— Это чего, — говорил пастух. — Это-то что ж? Чисто черт, рога красные. Всех разгонял, поди собирай.
Барану рога отмывали бензином. Глядя на зайца, охотник Герасим говорил:
— До чего здорово вырос! Этак-то ведь он лопнет. Ему бегать надо, а он все в доме.
Приятели вздумали зайца гонять, но что ни делали, заяц не бежал.
Но все-таки придумали: в саду раздался залп из ружей, и я видел в окно, как через изгородь, через дорогу мчится заяц в моховое болото, а за ним — баран.

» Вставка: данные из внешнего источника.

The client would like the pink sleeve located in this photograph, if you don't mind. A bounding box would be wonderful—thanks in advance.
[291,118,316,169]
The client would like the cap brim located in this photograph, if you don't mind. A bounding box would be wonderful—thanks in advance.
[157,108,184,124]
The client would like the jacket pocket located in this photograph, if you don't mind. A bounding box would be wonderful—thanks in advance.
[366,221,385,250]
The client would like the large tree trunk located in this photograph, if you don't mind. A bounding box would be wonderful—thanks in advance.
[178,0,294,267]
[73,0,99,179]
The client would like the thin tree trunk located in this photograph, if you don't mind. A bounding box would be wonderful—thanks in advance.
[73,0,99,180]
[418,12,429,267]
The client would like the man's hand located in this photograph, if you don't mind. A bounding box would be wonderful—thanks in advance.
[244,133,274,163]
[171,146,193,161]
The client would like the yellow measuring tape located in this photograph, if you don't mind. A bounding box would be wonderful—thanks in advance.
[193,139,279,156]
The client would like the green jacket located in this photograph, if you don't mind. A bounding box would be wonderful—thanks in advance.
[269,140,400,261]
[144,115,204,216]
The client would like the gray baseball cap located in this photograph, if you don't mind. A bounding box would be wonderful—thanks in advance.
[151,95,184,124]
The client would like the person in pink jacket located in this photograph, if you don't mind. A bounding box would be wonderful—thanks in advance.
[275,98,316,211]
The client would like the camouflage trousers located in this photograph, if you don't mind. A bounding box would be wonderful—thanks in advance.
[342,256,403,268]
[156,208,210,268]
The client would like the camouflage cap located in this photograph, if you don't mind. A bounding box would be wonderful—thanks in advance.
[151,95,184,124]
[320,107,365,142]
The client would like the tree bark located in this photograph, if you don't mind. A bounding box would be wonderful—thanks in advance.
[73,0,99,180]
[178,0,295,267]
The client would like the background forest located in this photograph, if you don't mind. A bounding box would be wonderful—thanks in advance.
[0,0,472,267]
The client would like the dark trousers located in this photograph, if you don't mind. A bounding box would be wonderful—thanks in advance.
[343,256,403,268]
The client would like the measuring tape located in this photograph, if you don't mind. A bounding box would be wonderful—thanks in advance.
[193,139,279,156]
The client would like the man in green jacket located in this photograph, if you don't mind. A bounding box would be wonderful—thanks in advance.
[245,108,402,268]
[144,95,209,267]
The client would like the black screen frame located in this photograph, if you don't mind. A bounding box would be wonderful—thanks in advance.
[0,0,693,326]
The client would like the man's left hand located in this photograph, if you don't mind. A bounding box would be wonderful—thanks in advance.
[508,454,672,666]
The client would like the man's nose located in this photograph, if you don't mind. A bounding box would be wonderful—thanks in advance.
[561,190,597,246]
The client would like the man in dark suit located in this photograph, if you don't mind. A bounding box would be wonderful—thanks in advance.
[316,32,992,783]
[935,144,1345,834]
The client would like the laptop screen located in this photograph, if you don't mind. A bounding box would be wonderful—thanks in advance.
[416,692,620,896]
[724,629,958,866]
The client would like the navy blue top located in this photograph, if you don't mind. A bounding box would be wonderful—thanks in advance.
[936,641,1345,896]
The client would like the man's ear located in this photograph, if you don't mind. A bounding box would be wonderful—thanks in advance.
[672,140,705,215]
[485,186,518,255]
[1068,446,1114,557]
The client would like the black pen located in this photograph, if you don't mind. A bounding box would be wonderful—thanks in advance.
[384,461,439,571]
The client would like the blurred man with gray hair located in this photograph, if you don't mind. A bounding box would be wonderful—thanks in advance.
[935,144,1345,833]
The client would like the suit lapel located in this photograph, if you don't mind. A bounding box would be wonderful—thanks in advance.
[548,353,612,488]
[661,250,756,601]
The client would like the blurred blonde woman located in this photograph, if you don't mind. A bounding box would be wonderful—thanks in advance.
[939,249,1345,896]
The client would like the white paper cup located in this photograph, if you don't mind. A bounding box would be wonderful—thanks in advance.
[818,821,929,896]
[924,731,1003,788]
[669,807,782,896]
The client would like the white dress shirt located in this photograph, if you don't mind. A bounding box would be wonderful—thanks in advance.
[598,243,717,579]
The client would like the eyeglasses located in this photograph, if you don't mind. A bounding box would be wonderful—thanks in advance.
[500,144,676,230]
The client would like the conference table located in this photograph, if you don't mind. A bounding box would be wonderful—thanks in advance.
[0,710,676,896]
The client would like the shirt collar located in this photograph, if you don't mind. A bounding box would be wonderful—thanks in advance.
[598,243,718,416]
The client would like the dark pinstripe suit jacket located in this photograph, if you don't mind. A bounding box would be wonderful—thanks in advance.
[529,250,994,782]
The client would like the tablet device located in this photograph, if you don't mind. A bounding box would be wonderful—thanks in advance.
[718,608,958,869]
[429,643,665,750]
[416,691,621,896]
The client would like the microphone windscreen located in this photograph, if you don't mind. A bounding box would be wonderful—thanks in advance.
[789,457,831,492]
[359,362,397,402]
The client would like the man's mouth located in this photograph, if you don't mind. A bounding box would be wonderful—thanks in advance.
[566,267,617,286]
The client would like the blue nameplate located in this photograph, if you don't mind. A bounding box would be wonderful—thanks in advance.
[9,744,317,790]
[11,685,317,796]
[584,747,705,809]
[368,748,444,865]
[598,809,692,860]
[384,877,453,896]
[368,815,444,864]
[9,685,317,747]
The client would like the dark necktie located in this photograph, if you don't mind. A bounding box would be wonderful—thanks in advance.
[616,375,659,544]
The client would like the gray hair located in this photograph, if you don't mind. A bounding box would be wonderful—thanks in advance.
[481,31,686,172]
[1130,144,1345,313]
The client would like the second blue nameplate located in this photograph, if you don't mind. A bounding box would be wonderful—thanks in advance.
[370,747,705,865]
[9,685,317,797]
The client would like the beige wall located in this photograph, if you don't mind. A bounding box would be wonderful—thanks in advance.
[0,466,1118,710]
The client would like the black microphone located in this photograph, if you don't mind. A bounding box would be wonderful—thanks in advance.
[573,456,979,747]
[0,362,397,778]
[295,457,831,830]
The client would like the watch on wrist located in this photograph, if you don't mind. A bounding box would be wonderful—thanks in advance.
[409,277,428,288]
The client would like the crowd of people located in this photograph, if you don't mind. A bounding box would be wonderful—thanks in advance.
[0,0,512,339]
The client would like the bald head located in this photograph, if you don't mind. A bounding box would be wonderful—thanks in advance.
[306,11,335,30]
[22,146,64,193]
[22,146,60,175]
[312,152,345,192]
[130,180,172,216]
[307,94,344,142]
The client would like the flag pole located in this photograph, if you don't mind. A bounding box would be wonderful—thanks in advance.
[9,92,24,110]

Наутро баран и заяц были дома.
— Вот что чудно-то, — говорил утром мне сторож-дед. — Проснулся я — чуть светает. Гляжу, а из мохового-то болота, вона тама, заяц-то прыгает, к нам идет. А за ним баран. Дивно ведь это. Подумай, зверь лесной, а дорогу к дому помнит, ведет за собой барана. А баран-то дорогу домой нипочем не найдет. Ума-то в ём ни чуточки нет.
Племянница
Вспоминаю я одно лето в Москве. Была жара. С утра я работал в декоративной мастерской, которая помещалась на самом верху Большого театра. Она была под самой крышей, которая раскалялась днем. В таком пекле я чувствовал себя несчастным, думал — есть люди, живут на даче, в природе, купаются и пьют воду с лимоном и сахаром. Ух, как пить хочется.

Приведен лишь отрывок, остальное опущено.